やろうとしたことは、宇宙線やガンマ線を、プラスチックシンチレータと光電子増倍管(シンチレーション検出器という)でとらえるということです。使った装置は下の写真のとおりで、円筒状の装置の両側に2つのアルミの筒があって、その中にシンチレーション検出器が入っています。

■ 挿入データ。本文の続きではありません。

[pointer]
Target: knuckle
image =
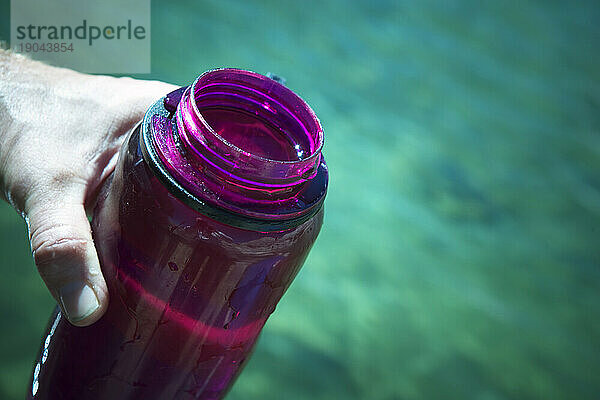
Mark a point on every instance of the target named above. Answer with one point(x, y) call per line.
point(54, 244)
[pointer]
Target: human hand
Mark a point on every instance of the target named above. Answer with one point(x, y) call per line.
point(60, 132)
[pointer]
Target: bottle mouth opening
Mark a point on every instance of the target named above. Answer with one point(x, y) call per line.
point(250, 127)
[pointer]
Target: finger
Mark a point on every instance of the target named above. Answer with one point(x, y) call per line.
point(65, 255)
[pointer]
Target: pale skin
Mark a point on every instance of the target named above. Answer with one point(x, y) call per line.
point(60, 132)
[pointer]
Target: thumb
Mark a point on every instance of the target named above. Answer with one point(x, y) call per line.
point(65, 255)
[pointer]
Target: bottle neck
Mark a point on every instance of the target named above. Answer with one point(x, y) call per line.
point(241, 143)
point(249, 130)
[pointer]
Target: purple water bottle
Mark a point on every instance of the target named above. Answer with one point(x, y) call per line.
point(215, 203)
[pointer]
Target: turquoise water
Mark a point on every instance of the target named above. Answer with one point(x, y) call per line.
point(460, 253)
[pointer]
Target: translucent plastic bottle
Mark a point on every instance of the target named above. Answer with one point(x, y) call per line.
point(214, 205)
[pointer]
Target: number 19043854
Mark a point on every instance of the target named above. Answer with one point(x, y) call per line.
point(34, 47)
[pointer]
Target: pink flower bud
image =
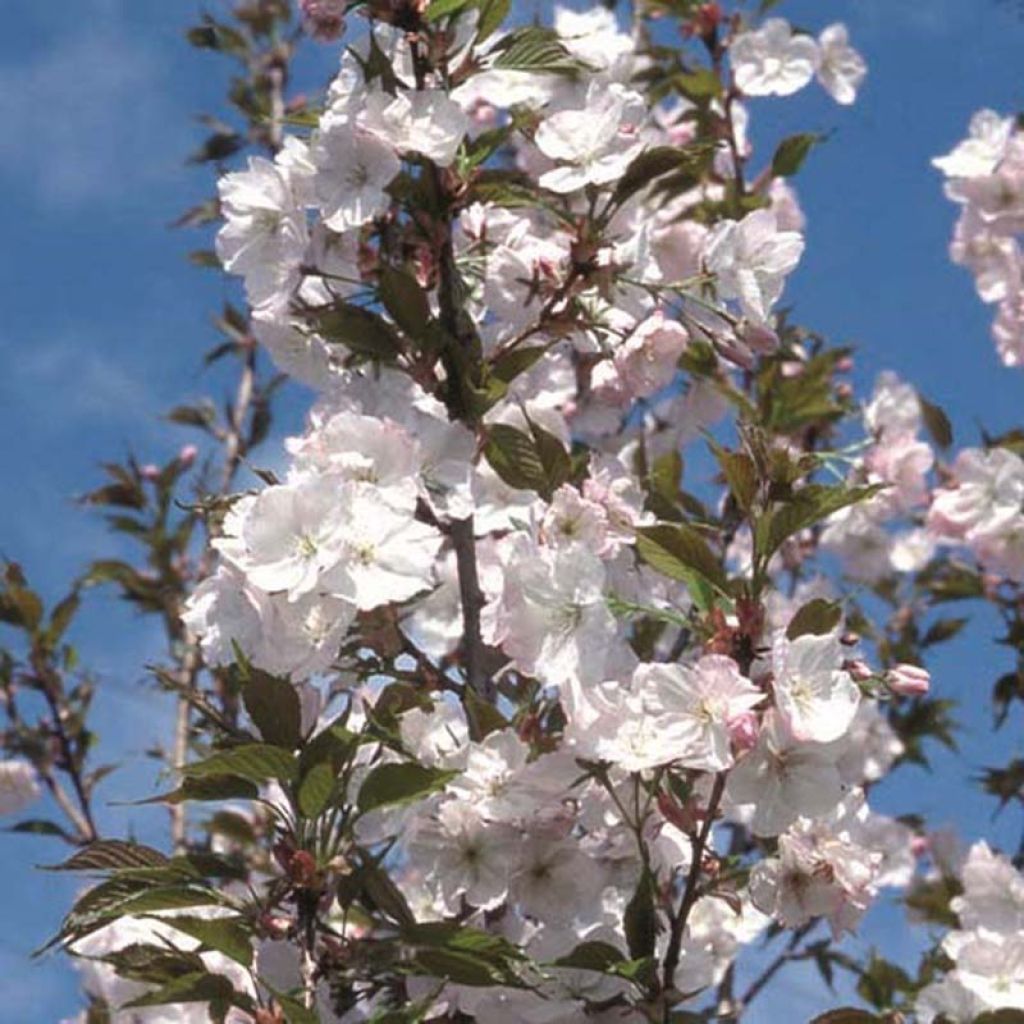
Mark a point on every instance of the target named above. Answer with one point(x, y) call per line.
point(743, 730)
point(324, 19)
point(859, 670)
point(760, 338)
point(908, 680)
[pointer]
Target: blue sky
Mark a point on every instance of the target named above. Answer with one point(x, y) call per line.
point(103, 326)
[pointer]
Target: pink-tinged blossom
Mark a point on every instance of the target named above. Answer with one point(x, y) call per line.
point(908, 680)
point(264, 235)
point(987, 486)
point(571, 518)
point(594, 37)
point(860, 541)
point(993, 893)
point(841, 69)
point(751, 259)
point(289, 536)
point(647, 360)
point(18, 785)
point(353, 168)
point(869, 748)
point(423, 121)
point(771, 60)
point(783, 779)
point(387, 555)
point(993, 259)
point(594, 141)
point(981, 152)
point(816, 876)
point(903, 464)
point(947, 1000)
point(465, 855)
point(814, 695)
point(324, 19)
point(553, 617)
point(894, 409)
point(1008, 331)
point(701, 701)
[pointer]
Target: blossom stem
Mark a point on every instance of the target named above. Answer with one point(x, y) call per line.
point(464, 541)
point(674, 951)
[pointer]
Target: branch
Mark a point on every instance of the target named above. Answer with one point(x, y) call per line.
point(786, 956)
point(692, 879)
point(80, 815)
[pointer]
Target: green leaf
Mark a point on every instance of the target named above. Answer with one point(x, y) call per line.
point(197, 987)
point(253, 762)
point(404, 300)
point(463, 969)
point(1006, 1016)
point(316, 788)
point(380, 893)
point(37, 826)
point(944, 629)
point(600, 956)
point(363, 332)
point(792, 153)
point(818, 617)
point(740, 473)
point(881, 983)
point(937, 422)
point(226, 935)
point(645, 168)
point(641, 920)
point(61, 616)
point(535, 461)
point(809, 506)
point(678, 551)
point(699, 85)
point(389, 784)
point(493, 14)
point(508, 366)
point(846, 1015)
point(443, 8)
point(107, 855)
point(209, 787)
point(274, 708)
point(536, 49)
point(294, 1011)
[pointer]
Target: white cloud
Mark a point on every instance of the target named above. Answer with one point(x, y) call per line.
point(89, 111)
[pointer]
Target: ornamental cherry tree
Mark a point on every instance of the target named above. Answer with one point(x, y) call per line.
point(551, 673)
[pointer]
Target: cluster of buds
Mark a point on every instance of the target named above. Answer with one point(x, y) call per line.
point(324, 19)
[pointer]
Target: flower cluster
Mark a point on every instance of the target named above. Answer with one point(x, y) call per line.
point(985, 176)
point(987, 949)
point(527, 291)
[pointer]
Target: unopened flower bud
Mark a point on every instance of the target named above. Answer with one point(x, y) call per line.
point(673, 812)
point(743, 730)
point(908, 680)
point(760, 338)
point(324, 19)
point(859, 670)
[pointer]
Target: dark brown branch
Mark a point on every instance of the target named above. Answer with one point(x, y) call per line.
point(692, 884)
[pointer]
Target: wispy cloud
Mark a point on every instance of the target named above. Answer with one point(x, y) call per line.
point(86, 112)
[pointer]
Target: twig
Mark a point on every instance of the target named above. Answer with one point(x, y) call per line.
point(80, 816)
point(464, 542)
point(787, 955)
point(692, 879)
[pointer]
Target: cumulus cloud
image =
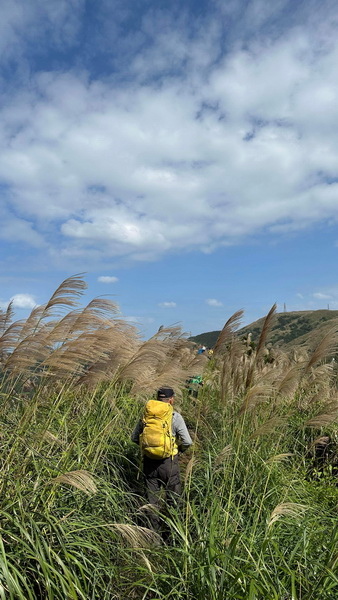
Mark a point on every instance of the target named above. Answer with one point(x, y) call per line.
point(20, 301)
point(107, 279)
point(167, 304)
point(321, 296)
point(139, 320)
point(103, 168)
point(213, 302)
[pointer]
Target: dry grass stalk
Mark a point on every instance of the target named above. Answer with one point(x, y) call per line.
point(67, 293)
point(322, 440)
point(278, 458)
point(224, 455)
point(137, 536)
point(227, 332)
point(82, 480)
point(48, 436)
point(289, 509)
point(269, 426)
point(289, 382)
point(323, 419)
point(259, 392)
point(189, 468)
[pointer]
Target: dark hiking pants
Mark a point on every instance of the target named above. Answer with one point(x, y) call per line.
point(161, 474)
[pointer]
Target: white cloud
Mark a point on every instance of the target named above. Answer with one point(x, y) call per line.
point(321, 296)
point(20, 301)
point(94, 168)
point(213, 302)
point(139, 320)
point(107, 279)
point(167, 304)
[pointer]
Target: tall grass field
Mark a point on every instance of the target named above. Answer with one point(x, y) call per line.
point(258, 516)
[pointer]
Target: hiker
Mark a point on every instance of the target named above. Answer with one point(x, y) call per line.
point(162, 434)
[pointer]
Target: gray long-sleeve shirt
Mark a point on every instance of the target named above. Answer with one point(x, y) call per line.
point(179, 430)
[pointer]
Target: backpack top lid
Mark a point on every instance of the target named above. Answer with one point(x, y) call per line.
point(157, 409)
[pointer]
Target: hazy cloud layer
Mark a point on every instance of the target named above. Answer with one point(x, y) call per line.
point(167, 304)
point(26, 301)
point(214, 302)
point(107, 279)
point(194, 140)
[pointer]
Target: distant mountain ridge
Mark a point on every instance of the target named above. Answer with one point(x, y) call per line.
point(297, 328)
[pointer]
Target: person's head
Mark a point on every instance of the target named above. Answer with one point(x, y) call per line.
point(166, 394)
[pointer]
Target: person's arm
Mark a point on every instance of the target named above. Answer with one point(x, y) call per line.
point(135, 436)
point(181, 432)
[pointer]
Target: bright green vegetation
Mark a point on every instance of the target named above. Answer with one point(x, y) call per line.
point(290, 329)
point(258, 519)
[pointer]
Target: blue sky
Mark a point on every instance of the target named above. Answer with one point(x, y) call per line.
point(183, 155)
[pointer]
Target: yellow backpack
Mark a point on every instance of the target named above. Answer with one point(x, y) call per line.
point(157, 440)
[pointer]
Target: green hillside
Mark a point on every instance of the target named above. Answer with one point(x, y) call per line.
point(289, 329)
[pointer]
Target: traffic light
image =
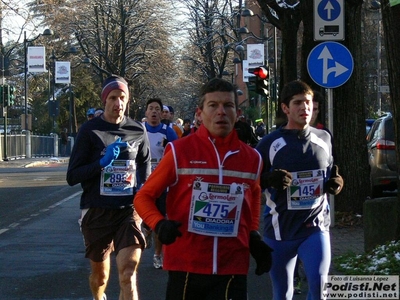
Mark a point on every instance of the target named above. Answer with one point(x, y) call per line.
point(2, 99)
point(11, 96)
point(7, 94)
point(262, 77)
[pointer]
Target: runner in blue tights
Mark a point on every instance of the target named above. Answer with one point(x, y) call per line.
point(297, 175)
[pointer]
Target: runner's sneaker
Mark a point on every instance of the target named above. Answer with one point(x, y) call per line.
point(297, 285)
point(157, 261)
point(104, 297)
point(148, 236)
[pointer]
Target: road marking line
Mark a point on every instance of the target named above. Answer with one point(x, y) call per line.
point(13, 225)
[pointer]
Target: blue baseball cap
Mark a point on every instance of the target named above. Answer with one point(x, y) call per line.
point(90, 111)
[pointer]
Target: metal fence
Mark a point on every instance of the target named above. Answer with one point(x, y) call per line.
point(13, 146)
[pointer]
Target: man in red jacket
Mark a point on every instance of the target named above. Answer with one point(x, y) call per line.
point(213, 204)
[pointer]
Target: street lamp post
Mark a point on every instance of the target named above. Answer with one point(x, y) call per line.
point(47, 32)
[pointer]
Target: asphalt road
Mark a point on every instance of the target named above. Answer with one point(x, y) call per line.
point(41, 247)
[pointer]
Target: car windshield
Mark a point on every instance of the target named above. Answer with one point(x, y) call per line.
point(389, 130)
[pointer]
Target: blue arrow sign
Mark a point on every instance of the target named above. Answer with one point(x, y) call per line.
point(329, 10)
point(330, 64)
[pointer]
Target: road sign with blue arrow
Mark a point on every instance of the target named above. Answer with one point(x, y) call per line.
point(330, 64)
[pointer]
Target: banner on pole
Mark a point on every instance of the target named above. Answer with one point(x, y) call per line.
point(36, 57)
point(63, 72)
point(255, 55)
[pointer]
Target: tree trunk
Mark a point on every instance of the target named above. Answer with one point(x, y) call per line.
point(348, 109)
point(349, 121)
point(391, 28)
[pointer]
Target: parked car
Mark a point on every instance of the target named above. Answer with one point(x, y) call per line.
point(382, 155)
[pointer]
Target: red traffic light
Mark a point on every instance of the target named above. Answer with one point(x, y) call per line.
point(261, 72)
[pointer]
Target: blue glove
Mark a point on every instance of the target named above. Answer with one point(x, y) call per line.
point(112, 152)
point(167, 231)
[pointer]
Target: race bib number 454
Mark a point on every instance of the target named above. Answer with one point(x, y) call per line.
point(306, 191)
point(215, 209)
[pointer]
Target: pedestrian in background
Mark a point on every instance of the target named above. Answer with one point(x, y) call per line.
point(108, 153)
point(159, 135)
point(186, 127)
point(90, 113)
point(298, 173)
point(64, 142)
point(209, 184)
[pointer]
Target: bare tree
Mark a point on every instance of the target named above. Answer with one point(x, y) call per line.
point(128, 38)
point(391, 25)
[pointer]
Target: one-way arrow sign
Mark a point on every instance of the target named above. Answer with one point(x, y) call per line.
point(330, 64)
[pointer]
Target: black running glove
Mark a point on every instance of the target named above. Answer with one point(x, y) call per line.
point(279, 179)
point(335, 183)
point(261, 252)
point(167, 231)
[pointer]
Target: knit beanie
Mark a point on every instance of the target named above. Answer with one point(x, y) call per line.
point(114, 82)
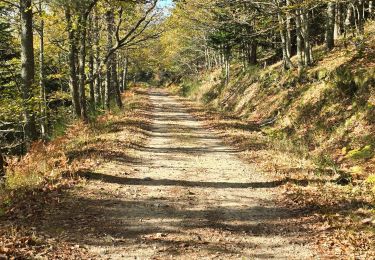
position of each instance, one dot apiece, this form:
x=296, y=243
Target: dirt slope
x=183, y=195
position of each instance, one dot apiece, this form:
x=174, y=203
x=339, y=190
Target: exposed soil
x=184, y=194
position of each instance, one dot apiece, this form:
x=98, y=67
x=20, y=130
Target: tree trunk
x=98, y=83
x=253, y=53
x=338, y=20
x=360, y=17
x=108, y=85
x=300, y=52
x=115, y=82
x=330, y=26
x=43, y=98
x=285, y=39
x=125, y=75
x=73, y=80
x=27, y=69
x=82, y=63
x=306, y=37
x=2, y=163
x=91, y=64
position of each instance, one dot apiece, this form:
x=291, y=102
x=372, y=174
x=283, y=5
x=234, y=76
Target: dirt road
x=183, y=195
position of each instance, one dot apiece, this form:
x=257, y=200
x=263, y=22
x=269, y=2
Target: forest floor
x=181, y=193
x=155, y=182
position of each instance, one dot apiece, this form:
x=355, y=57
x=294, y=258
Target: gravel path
x=189, y=196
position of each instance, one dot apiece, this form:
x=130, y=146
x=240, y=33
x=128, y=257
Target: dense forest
x=290, y=83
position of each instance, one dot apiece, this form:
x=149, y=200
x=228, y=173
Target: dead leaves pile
x=341, y=219
x=56, y=171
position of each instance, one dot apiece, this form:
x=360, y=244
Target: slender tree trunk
x=91, y=64
x=338, y=20
x=300, y=52
x=43, y=98
x=108, y=86
x=73, y=80
x=27, y=69
x=82, y=64
x=2, y=163
x=125, y=74
x=115, y=81
x=253, y=53
x=330, y=26
x=227, y=64
x=285, y=38
x=360, y=17
x=306, y=37
x=98, y=85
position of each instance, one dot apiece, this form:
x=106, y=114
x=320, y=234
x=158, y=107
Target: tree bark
x=115, y=81
x=82, y=64
x=91, y=64
x=43, y=98
x=2, y=163
x=98, y=82
x=27, y=69
x=300, y=52
x=73, y=80
x=108, y=85
x=330, y=26
x=338, y=20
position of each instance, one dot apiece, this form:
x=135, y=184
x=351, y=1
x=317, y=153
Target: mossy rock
x=364, y=153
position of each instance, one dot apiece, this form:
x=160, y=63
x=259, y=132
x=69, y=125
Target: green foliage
x=344, y=81
x=366, y=152
x=189, y=87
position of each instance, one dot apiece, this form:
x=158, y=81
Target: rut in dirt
x=188, y=196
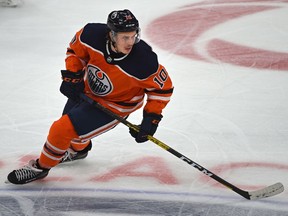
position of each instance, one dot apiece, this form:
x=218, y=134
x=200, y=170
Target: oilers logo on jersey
x=98, y=81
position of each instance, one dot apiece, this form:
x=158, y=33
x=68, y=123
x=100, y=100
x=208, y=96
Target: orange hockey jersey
x=117, y=81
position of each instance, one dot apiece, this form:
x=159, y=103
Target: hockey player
x=113, y=66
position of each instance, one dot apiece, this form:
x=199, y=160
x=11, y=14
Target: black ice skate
x=28, y=173
x=71, y=155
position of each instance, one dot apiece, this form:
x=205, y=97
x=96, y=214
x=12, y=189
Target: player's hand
x=148, y=127
x=72, y=84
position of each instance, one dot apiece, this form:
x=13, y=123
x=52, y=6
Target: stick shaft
x=245, y=194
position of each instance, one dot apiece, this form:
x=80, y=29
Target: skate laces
x=28, y=171
x=69, y=155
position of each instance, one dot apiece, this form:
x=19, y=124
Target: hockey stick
x=269, y=191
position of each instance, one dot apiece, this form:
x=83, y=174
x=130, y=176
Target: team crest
x=98, y=81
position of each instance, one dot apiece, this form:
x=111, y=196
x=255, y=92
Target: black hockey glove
x=72, y=84
x=148, y=127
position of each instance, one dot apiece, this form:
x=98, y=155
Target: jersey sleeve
x=77, y=55
x=159, y=91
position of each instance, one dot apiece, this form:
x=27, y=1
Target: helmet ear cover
x=137, y=37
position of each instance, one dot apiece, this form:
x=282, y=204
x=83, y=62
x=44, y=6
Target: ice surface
x=229, y=118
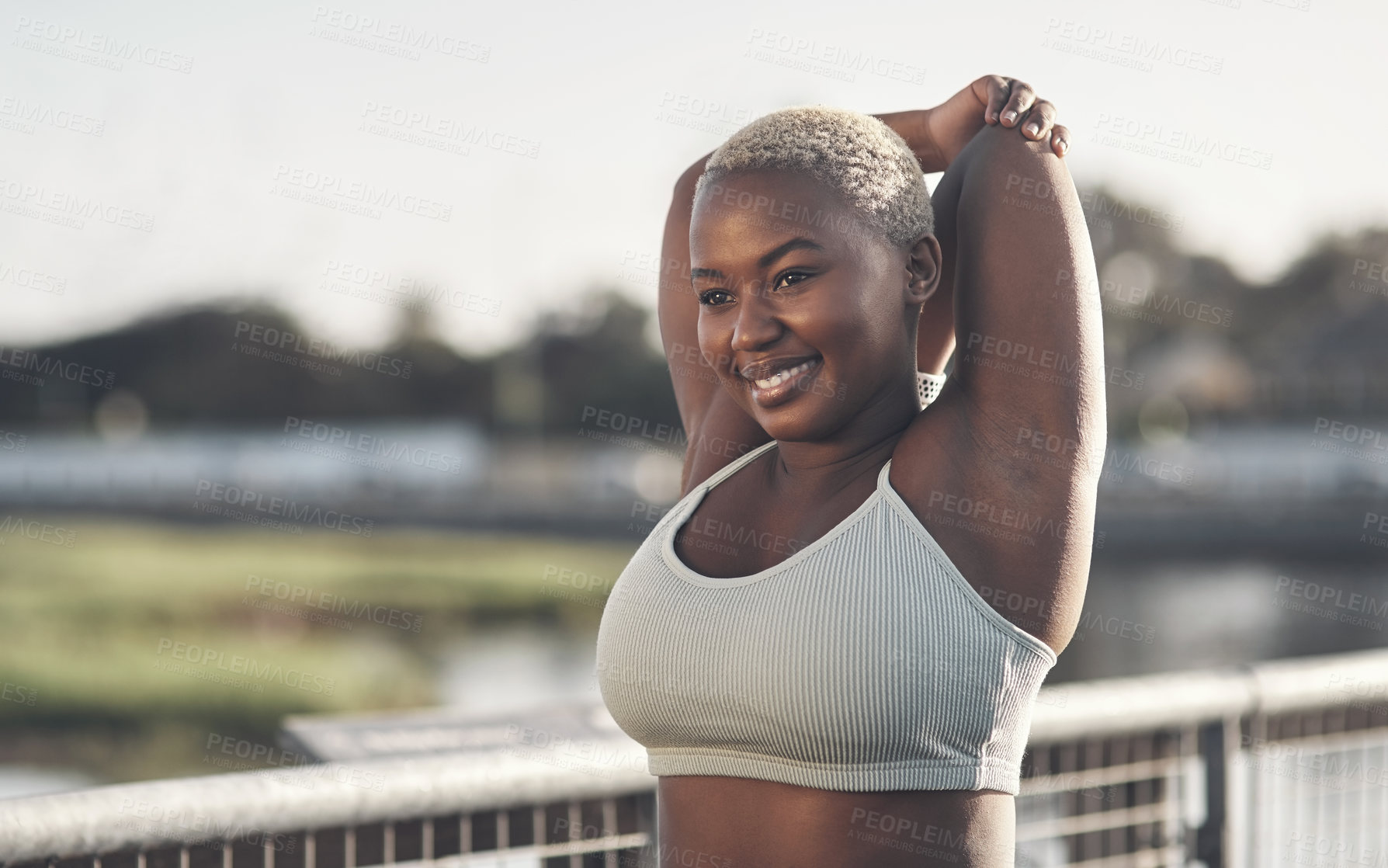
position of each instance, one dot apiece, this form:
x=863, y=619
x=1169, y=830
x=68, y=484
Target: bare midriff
x=740, y=822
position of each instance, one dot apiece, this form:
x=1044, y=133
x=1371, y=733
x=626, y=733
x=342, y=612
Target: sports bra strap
x=727, y=470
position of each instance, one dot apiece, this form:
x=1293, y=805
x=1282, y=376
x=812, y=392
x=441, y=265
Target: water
x=1140, y=617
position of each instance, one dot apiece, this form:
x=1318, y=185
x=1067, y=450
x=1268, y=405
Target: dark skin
x=855, y=307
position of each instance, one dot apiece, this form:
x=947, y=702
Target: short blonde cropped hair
x=865, y=161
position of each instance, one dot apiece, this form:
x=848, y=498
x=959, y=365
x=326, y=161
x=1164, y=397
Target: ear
x=923, y=262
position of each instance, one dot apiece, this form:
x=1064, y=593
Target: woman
x=804, y=644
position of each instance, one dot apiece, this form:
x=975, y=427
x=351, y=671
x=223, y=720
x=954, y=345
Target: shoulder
x=715, y=446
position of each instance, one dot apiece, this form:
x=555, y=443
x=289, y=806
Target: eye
x=790, y=274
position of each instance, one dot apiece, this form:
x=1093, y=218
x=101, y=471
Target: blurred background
x=331, y=378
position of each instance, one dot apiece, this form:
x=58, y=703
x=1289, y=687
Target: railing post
x=1209, y=838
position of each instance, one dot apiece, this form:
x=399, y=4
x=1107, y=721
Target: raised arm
x=1026, y=300
x=718, y=429
x=1014, y=450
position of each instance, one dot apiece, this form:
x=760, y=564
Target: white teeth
x=785, y=375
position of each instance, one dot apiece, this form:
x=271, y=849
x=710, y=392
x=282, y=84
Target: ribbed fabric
x=861, y=663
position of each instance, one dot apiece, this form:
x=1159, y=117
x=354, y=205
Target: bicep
x=1026, y=293
x=718, y=429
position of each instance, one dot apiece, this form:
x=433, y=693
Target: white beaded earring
x=928, y=387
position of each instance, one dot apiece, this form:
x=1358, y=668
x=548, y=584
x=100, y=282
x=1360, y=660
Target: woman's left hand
x=990, y=100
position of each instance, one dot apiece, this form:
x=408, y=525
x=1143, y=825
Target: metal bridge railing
x=1268, y=764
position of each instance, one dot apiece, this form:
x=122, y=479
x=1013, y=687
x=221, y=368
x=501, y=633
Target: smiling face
x=807, y=314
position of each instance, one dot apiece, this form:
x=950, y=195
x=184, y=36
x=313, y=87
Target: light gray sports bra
x=864, y=661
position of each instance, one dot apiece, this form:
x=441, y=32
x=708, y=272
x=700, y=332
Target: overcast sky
x=171, y=153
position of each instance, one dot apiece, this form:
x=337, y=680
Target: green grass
x=86, y=628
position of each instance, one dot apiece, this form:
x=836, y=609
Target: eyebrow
x=771, y=256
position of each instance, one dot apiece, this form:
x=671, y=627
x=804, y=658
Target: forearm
x=1028, y=304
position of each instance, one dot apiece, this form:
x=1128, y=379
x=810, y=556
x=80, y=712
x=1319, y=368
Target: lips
x=771, y=367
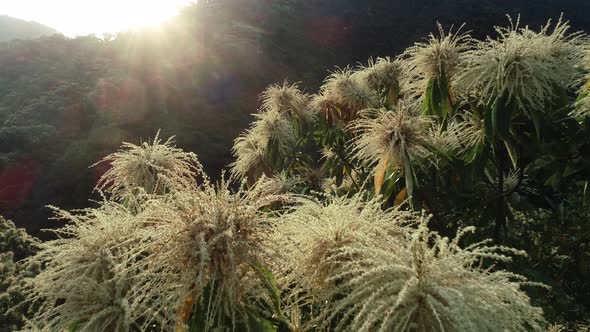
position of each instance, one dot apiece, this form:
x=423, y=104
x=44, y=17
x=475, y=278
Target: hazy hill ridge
x=14, y=28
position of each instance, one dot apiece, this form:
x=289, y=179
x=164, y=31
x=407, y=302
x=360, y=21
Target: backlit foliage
x=84, y=282
x=523, y=66
x=439, y=58
x=340, y=204
x=153, y=168
x=202, y=246
x=427, y=283
x=306, y=240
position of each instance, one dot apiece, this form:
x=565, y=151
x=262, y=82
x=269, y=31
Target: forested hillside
x=14, y=28
x=301, y=165
x=65, y=103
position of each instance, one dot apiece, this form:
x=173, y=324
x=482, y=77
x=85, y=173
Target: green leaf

真ん中にある電子回路はCosmo-Z(コスモゼット) というもので、FPGAを使って放射線のパルスを信号処理して記録するためのものです。こういう計測をしようとするには従来ではNIM/CAMACのラックマウント型の非常に大きなサイズのデータ処理システムでやらなければなりませんでしたが、Cosmo-Z(コスモゼット)は超小型なので、新幹線の車内に手荷物として持ち込んで膝の間に抱えて計測できてしまいます。低消費電力なので、携帯電話充電用のモバイルバッテリで駆動できます。
さて、東京から名古屋間の生のデータですが、1分毎のカウント数の変化を見てみると、こうなりました。波形が2個あるのは、シンチレーション検出器が2個あるからです。
紫の線は新幹線の床上付近。緑の線はその50cmくらい上の部分です。(テーブルくらいの高さ) ギザギザしているのですが、これを見てもあまり面白い結果ではありません。
スペクトラムを見てみましょう。
これは、横軸にパルスの高さ、縦軸に頻度をとったグラフです。茶色い線はCH1(床上)、黄色い線はCH4(テーブルの高さ)です。光電子増倍管が違うので、ゲインも違っていますが、スペクトラムの形は同じです。黄色のスペクトラムで40くらい、茶色のスペクトラムで18くらいの位置にあるのがカリウム40のガンマ線です。ミューオンを見たいのでそれより大きなパルスだけを弁別してカウント数の変化を見てみることにしましょう。
すると、最初に示したカウント数の変化はこうなります。
小田原から三島の間、新富士と静岡の間、静岡と掛川の間でカウント数が激減していますね。
これはトンネルの中を走ることと相関関係があります。
トンネルの中を走るいうことは、新幹線の上に山があるわけですから、大量の土にさえぎられて宇宙線(特にミューオン)の数が減った考えるのが妥当です。